Laboratory tests play a central role in the diagnosis and management of liver disease in children. In this article the usefulness Liver function tests in the diagnosis of liver disease has been dealt with. Though imaging, histology and endoscopy are also important in the diagnosis of liver diseases covering these tests are beyond the scope of this article
Sometimes abnormal laboratory tests may be the only indication of liver dysfunction. Although the term liver function tests is in common usage, most of the lab test used routinely do not measure the function of the liver except serum albumin and prothrombin time and the rest are indirect tests and not specific to liver diseases alone.

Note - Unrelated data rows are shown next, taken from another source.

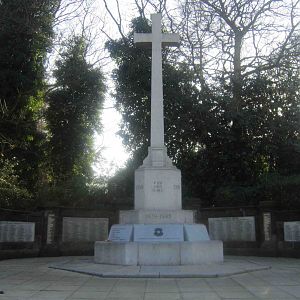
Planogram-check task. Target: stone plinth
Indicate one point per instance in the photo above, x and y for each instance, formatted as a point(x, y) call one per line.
point(156, 216)
point(155, 254)
point(157, 188)
point(121, 253)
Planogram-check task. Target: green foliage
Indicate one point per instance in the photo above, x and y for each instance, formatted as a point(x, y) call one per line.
point(25, 37)
point(73, 115)
point(223, 153)
point(12, 194)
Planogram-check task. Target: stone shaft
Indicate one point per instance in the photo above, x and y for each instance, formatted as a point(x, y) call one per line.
point(156, 39)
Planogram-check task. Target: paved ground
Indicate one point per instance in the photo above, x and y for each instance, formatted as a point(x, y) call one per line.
point(32, 279)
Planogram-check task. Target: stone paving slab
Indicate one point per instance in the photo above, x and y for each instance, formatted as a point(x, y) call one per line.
point(228, 268)
point(32, 279)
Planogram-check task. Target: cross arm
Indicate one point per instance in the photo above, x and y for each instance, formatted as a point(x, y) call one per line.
point(170, 39)
point(143, 39)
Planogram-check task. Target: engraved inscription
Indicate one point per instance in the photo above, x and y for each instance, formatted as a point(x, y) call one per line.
point(84, 229)
point(232, 228)
point(139, 187)
point(292, 231)
point(267, 226)
point(157, 186)
point(11, 231)
point(158, 216)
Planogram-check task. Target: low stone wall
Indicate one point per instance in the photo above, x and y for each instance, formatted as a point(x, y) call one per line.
point(260, 231)
point(264, 230)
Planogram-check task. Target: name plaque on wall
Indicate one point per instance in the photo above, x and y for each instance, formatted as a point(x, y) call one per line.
point(51, 221)
point(291, 231)
point(17, 231)
point(84, 229)
point(158, 233)
point(267, 226)
point(232, 228)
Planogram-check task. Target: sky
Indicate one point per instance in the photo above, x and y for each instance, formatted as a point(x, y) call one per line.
point(98, 24)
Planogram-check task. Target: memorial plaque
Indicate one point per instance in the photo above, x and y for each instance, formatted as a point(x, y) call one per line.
point(84, 229)
point(51, 221)
point(195, 232)
point(158, 233)
point(267, 226)
point(232, 228)
point(121, 233)
point(291, 231)
point(17, 231)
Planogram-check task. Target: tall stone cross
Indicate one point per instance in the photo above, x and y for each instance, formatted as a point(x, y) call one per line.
point(156, 39)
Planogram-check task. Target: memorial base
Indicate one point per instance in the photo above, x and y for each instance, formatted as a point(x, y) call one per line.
point(144, 216)
point(158, 254)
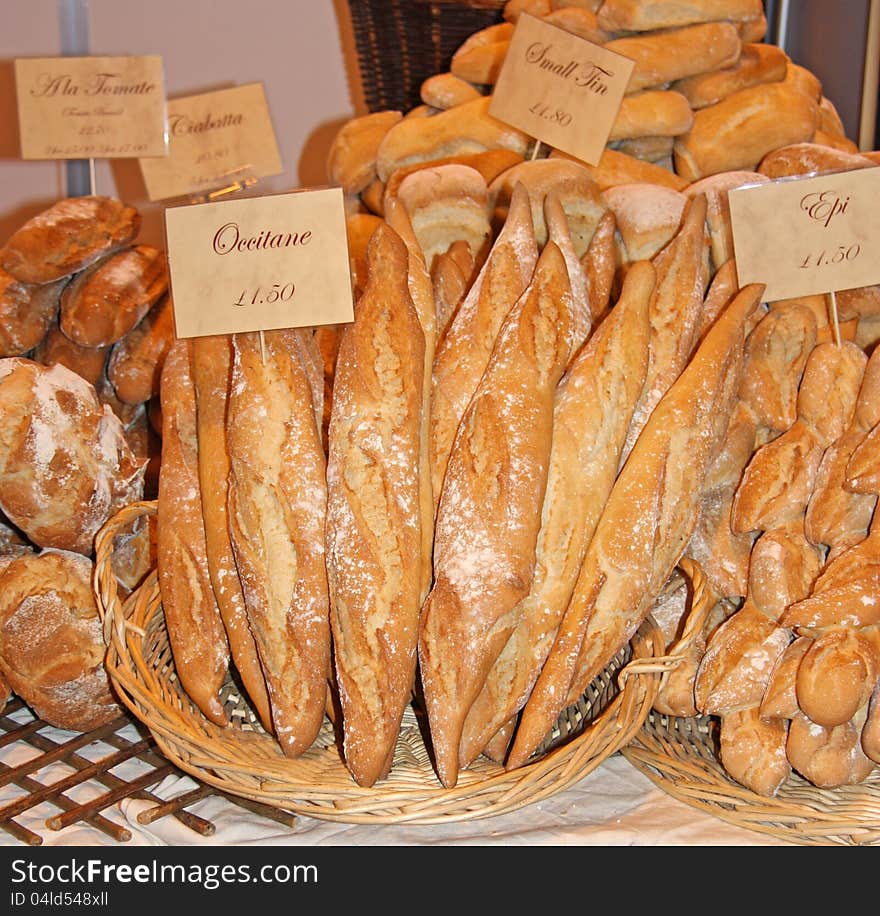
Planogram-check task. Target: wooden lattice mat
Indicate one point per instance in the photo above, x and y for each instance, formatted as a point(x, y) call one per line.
point(74, 775)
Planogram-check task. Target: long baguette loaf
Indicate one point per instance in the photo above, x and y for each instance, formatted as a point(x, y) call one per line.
point(195, 627)
point(212, 372)
point(490, 508)
point(276, 516)
point(592, 409)
point(648, 518)
point(374, 512)
point(464, 350)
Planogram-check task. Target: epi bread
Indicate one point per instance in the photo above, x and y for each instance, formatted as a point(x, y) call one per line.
point(373, 533)
point(736, 133)
point(195, 629)
point(51, 642)
point(65, 463)
point(662, 57)
point(27, 311)
point(463, 351)
point(656, 491)
point(652, 113)
point(57, 347)
point(212, 375)
point(758, 63)
point(463, 129)
point(134, 365)
point(67, 237)
point(277, 499)
point(646, 15)
point(488, 520)
point(102, 303)
point(351, 159)
point(588, 433)
point(569, 180)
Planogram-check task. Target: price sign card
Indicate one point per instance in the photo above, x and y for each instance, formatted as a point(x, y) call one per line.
point(91, 107)
point(260, 263)
point(560, 88)
point(808, 235)
point(214, 138)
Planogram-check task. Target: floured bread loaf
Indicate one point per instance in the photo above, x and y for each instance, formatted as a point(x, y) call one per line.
point(65, 464)
point(67, 237)
point(51, 644)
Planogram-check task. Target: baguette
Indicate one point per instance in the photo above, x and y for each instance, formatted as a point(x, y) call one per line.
point(374, 512)
point(212, 373)
point(195, 628)
point(490, 508)
point(588, 434)
point(656, 491)
point(277, 499)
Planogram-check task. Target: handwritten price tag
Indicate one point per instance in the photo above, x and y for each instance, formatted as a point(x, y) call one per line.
point(260, 263)
point(214, 139)
point(808, 235)
point(91, 107)
point(560, 88)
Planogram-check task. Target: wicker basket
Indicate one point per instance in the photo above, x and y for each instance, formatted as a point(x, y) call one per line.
point(400, 43)
point(244, 760)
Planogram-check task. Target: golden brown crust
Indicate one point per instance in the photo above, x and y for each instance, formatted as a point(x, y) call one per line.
point(68, 237)
point(374, 513)
point(195, 629)
point(490, 507)
point(51, 642)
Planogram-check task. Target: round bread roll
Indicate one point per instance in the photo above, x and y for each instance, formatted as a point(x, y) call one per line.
point(65, 463)
point(67, 237)
point(51, 645)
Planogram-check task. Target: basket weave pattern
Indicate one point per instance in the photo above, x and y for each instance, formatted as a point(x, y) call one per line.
point(244, 760)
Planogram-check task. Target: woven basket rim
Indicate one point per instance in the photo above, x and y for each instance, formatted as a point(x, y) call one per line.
point(247, 762)
point(679, 755)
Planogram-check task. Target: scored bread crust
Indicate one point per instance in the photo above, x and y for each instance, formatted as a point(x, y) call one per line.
point(195, 628)
point(490, 508)
point(276, 516)
point(374, 512)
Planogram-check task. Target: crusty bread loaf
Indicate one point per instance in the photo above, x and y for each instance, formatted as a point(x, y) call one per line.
point(737, 132)
point(645, 15)
point(463, 351)
point(134, 365)
point(102, 303)
point(488, 520)
point(662, 57)
point(57, 347)
point(588, 433)
point(753, 750)
point(758, 62)
point(462, 129)
point(374, 512)
point(676, 303)
point(51, 642)
point(351, 159)
point(68, 236)
point(65, 464)
point(212, 375)
point(195, 628)
point(656, 491)
point(27, 311)
point(277, 499)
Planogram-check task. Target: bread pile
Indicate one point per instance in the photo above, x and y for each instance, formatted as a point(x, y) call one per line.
point(84, 321)
point(707, 95)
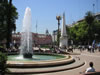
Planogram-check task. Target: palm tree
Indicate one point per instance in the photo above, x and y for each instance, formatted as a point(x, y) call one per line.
point(89, 18)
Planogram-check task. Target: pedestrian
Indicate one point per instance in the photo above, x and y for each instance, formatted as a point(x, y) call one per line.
point(91, 68)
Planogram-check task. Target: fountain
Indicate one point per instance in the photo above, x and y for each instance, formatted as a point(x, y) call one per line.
point(26, 35)
point(27, 59)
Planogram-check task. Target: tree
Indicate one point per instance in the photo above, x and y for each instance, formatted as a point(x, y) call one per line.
point(8, 16)
point(89, 18)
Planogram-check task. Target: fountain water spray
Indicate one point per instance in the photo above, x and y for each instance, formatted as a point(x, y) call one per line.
point(26, 35)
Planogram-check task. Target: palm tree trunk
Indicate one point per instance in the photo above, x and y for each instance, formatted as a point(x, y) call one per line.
point(9, 31)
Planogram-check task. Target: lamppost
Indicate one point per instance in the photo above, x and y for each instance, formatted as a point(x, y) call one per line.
point(58, 18)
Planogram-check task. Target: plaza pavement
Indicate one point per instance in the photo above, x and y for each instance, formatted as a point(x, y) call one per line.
point(87, 57)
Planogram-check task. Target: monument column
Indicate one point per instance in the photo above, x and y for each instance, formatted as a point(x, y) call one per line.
point(63, 38)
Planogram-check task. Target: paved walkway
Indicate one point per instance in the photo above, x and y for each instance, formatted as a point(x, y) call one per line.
point(87, 57)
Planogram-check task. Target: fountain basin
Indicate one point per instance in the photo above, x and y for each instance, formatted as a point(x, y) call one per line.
point(30, 63)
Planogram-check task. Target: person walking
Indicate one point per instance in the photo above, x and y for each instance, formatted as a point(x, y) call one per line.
point(91, 68)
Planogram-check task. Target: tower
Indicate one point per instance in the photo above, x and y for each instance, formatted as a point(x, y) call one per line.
point(63, 38)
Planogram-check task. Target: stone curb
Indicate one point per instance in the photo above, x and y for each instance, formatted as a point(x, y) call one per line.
point(48, 70)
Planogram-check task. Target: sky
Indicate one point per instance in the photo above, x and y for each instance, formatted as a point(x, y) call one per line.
point(44, 12)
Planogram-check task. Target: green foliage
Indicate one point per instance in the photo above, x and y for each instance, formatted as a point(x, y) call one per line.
point(4, 18)
point(84, 31)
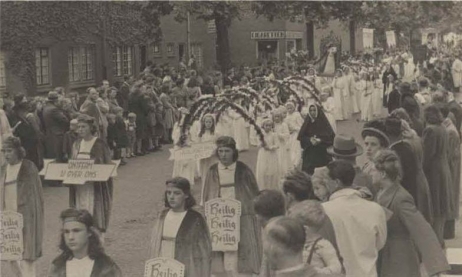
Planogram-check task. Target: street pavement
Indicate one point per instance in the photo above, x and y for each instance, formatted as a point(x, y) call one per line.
point(138, 197)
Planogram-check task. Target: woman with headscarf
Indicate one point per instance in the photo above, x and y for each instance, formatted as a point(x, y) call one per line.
point(315, 136)
point(96, 197)
point(21, 192)
point(436, 168)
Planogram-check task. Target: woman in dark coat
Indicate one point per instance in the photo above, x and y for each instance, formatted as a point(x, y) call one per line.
point(436, 168)
point(315, 136)
point(410, 238)
point(190, 243)
point(96, 197)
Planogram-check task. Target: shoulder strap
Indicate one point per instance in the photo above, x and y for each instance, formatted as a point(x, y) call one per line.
point(313, 248)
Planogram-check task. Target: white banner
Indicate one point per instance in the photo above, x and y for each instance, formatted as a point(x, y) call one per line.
point(197, 151)
point(11, 239)
point(160, 267)
point(391, 39)
point(368, 38)
point(224, 222)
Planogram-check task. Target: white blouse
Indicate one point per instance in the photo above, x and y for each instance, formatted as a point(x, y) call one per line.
point(172, 224)
point(79, 268)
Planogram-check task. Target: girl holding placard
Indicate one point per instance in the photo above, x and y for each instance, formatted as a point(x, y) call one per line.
point(180, 232)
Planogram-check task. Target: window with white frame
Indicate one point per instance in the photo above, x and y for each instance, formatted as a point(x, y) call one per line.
point(81, 63)
point(122, 58)
point(2, 70)
point(42, 65)
point(196, 50)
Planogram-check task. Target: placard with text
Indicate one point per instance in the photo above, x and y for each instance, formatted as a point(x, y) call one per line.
point(163, 267)
point(11, 238)
point(223, 219)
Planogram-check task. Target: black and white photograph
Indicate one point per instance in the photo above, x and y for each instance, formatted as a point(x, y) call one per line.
point(230, 138)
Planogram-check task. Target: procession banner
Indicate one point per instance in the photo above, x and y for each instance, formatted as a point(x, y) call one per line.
point(163, 267)
point(368, 38)
point(11, 239)
point(196, 151)
point(391, 38)
point(77, 172)
point(223, 219)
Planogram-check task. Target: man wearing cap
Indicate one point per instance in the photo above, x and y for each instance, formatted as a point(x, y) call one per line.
point(360, 225)
point(56, 125)
point(232, 179)
point(82, 252)
point(346, 149)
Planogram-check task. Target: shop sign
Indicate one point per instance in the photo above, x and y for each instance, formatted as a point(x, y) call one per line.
point(268, 35)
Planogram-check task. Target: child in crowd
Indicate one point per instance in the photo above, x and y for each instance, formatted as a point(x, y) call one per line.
point(318, 252)
point(131, 132)
point(267, 173)
point(69, 138)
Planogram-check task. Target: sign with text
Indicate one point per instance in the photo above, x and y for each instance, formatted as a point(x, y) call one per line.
point(11, 239)
point(224, 220)
point(194, 152)
point(391, 38)
point(163, 267)
point(77, 172)
point(368, 38)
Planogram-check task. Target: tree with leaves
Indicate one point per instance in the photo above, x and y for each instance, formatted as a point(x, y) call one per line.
point(25, 24)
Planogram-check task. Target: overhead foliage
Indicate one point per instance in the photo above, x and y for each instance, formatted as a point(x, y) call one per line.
point(24, 24)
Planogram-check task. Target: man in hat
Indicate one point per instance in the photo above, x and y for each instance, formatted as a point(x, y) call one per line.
point(56, 125)
point(360, 225)
point(346, 149)
point(232, 179)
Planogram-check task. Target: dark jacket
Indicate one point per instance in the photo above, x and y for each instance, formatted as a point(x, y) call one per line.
point(103, 267)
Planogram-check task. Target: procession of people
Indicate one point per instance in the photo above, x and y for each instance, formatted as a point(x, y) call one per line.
point(309, 209)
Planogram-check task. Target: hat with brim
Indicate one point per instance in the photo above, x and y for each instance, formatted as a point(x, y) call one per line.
point(345, 146)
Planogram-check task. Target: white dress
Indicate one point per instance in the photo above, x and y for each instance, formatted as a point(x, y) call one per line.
point(85, 194)
point(366, 100)
point(283, 135)
point(183, 168)
point(205, 164)
point(329, 109)
point(172, 224)
point(267, 173)
point(338, 85)
point(294, 122)
point(241, 131)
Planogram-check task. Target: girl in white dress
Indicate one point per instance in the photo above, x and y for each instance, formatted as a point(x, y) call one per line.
point(183, 168)
point(207, 133)
point(241, 131)
point(282, 131)
point(328, 106)
point(267, 173)
point(339, 89)
point(294, 121)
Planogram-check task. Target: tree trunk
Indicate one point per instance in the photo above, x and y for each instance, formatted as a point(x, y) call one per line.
point(223, 53)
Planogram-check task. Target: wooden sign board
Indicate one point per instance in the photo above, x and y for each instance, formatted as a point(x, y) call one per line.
point(224, 221)
point(77, 172)
point(163, 267)
point(11, 238)
point(196, 152)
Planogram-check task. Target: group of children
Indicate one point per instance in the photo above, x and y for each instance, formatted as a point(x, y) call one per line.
point(121, 136)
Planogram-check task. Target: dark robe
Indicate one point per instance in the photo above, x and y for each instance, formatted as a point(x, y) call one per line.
point(315, 155)
point(394, 100)
point(30, 206)
point(192, 243)
point(246, 189)
point(103, 267)
point(103, 190)
point(456, 109)
point(410, 239)
point(437, 171)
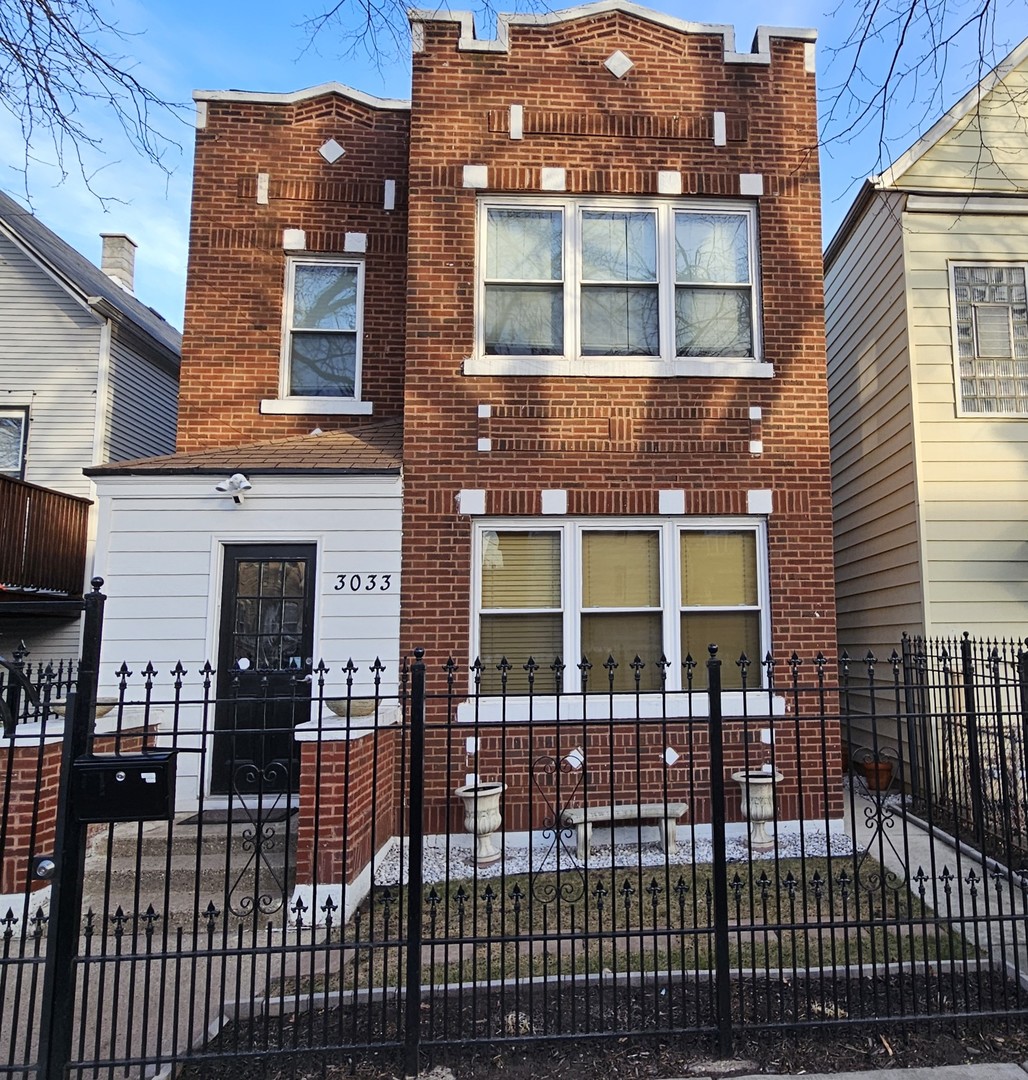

Tests to evaluate liver disease:
Tests of biochemical activity
Alanine aminoTransferase (ALT)
· Aspartate aminoTransferase (AST)
Lactic Dehydrogenase (LDH)
Tests of cholestasis
· Gamma Glutamyltranspeptidase (GGT)
· Alkaline phoshatase (AP)
· Bilirubin (total and fractionation)
· Urinary urobilinogen
· Serum and urine bile acids
Tests for synthetic function
· Albumin and other serum proteins
· Prothrombin time
· Serum lipids and lipoproteins, cholesterol and triglycerides
Miscellaneous specific serum tests (a1-antitrypsin, ceruloplasmin, a-fetoprotein, auto antibodies)
Tests for quantitative function – difficult to perform and not practically useful
A liver enzyme is a protein that helps to speed up a chemical reaction in the liver. Liver enzymes have been useful as a screening test for liver diseases, to determine the pattern of liver disease,assess severity and also in the follow up of the patients with liver disease
Enzymes that detect hepatocellular necrosis Aminotransferases Aspartate aminotransferase (AST, formerly SGOT) and Alanine aminotransferase (ALT, formerly SGPT) are the most frequently utilized and specific indicators of hepatocellular necrosis and usually catalyze the transfer of a-amino group to a-keto group.
Aspartate aminotransferase (AST)is a mitochondrial enzyme present in liver, cardiac muscle, skeletal muscle, kidneys, brain, pancreas, lungs leukocytes and erythrocytes whereas Alanine aminotransferase (ALT) is a cytosolic enzyme which is more specific for liver damage and present in higher concentration in liver than in heart/skeletal muscle and normal values of these enzymes range from 5-35 IU/l.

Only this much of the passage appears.